Of course, not all meta-analyses or systematic reviews are of good quality. As a peer reviewer for a scholarly journal, I have seen poor quality systematic reviews that make methodological mistakes—like not including relevant keywords—that lead to incorrect conclusions. Unfortunately, not all errors are caught in the peer review process, and not all limitations are acknowledged by the authors. Just because you are looking at a systematic review does not mean you are looking at THE OBJECTIVE TRUTH. Nevertheless, you can be pretty sure that results from these studies are generalizable to the population in the study’s research question.

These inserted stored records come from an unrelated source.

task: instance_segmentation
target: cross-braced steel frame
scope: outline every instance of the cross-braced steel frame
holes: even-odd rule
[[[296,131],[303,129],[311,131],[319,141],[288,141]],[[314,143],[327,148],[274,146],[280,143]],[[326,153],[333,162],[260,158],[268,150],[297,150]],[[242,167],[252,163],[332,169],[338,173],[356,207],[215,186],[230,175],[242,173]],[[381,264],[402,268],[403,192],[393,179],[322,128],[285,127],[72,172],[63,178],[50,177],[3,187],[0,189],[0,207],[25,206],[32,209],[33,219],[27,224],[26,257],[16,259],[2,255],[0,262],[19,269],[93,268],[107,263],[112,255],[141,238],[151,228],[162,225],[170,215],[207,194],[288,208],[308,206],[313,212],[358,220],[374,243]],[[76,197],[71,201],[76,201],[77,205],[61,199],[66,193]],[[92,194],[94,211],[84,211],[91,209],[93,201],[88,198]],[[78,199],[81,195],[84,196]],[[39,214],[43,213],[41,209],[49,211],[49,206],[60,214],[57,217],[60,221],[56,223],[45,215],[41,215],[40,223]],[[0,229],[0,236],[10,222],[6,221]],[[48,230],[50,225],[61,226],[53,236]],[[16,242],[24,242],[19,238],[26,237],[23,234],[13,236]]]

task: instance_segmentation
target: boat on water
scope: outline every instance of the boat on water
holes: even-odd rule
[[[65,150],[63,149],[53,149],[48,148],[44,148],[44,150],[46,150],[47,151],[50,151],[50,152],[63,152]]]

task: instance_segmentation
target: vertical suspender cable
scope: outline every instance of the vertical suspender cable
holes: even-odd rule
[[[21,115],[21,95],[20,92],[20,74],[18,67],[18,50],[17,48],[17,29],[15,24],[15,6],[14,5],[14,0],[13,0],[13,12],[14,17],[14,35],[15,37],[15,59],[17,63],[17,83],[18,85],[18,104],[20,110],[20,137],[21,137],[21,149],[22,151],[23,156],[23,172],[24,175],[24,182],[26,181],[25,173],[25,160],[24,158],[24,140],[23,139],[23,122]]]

A good way to visualize the process of sampling is by examining the procedure used for systematic reviews and meta-analyses to scientifically search for articles. In Figure 5.4 below, you can see how researchers conducting a systematic review identified a large pool of potentially relevant articles, downloaded and analyzed them for relevance, and in the end, analyzed only 71 articles in their systematic review out of a total of 1,589 potentially relevant articles. Because systematic reviews or meta-analyses are intended to make strong, generalizable conclusions, they often exclude studies that still contain good information.

In the process of selecting articles for a meta-analysis and systematic review, researchers may exclude articles with important information for a number of good reasons. No study is perfect, and all research methods decisions come with limitations–including meta-research. Authors conducting a meta-analysis cannot include a study unless researchers provide data for the authors to include in their meta-analysis, and many empirical journal articles do not make their data available. Additionally, a study’s intervention or measures may be a bit different than what researchers want to make conclusions about. This is a key truth applicable across all articles you read—who or what gets selected for analysis in a research project determines how well the project’s results generalize to everyone.

We will talk about this in future chapters as sampling, and in those chapters, we will learn which sampling approaches are intended to support generalizability and which are used for other purposes. For example, availability or convenience sampling is often used to get quick information while random sampling approaches are intended to support generalizability. It is impossible to know everything about your article right now, but by the end of this course, you will have the information you need to critically examine the generalizability of a sample.

Primary sources (empirical studies)

Because refined sources like systematic reviews exclude good studies, they are only a first step in getting to know a topic area. You will need to examine primary sources–the reports of researchers who conducted empirical studies–to make evidence-based conclusions about your topic. Figure 5.3 describes three different types of data and ranks them vertically based on how well you can be sure the information generalizes.

As we will discuss further in our chapter on causal explanations, a key factor in scientifically assessing what happened first. Researchers conducting intervention studies are causing change by providing therapy, housing, or whatever the intervention is and measuring the outcomes of that intervention after they happen. This is unlike survey researchers, who do not introduce an intervention but ask people to self-report information on a questionnaire. Longitudinal surveys are particularly helpful because they can provide a clearer picture of whether the cause came before the effect in a causal relationship, but because they are expensive and time-consuming to conduct, longitudinal studies are relatively rare in the literature and most surveys measure people at only one point in time. Thus, because researchers cannot tightly control the causal variable (an intervention, an experience of abuse, etc.) we can be somewhat less certain of the conclusions of surveys than experiments. At the same time, because surveys measure people in their naturalistic environment rather than in a laboratory or artificial setting, they may do a better job at reducing the potential for the researcher to influence the data a participant provides. Surveys also provide descriptive information–like the number of people with a diagnosis or risk factor–that experiments cannot provide.

Surveys and experiments are commonly used in social work, and we will describe the methods they use in future chapters. When assessing the generalizability of a given survey or experiment, you are looking at whether the methods used by the researchers improve generalizability (or, at least that those methods are intended to improve generalizability). Specifically, there are sampling, measurement, and design decisions that researchers make that can improve generalizability. And once the study is conducted, whether those methods worked as intended also impact generalizability.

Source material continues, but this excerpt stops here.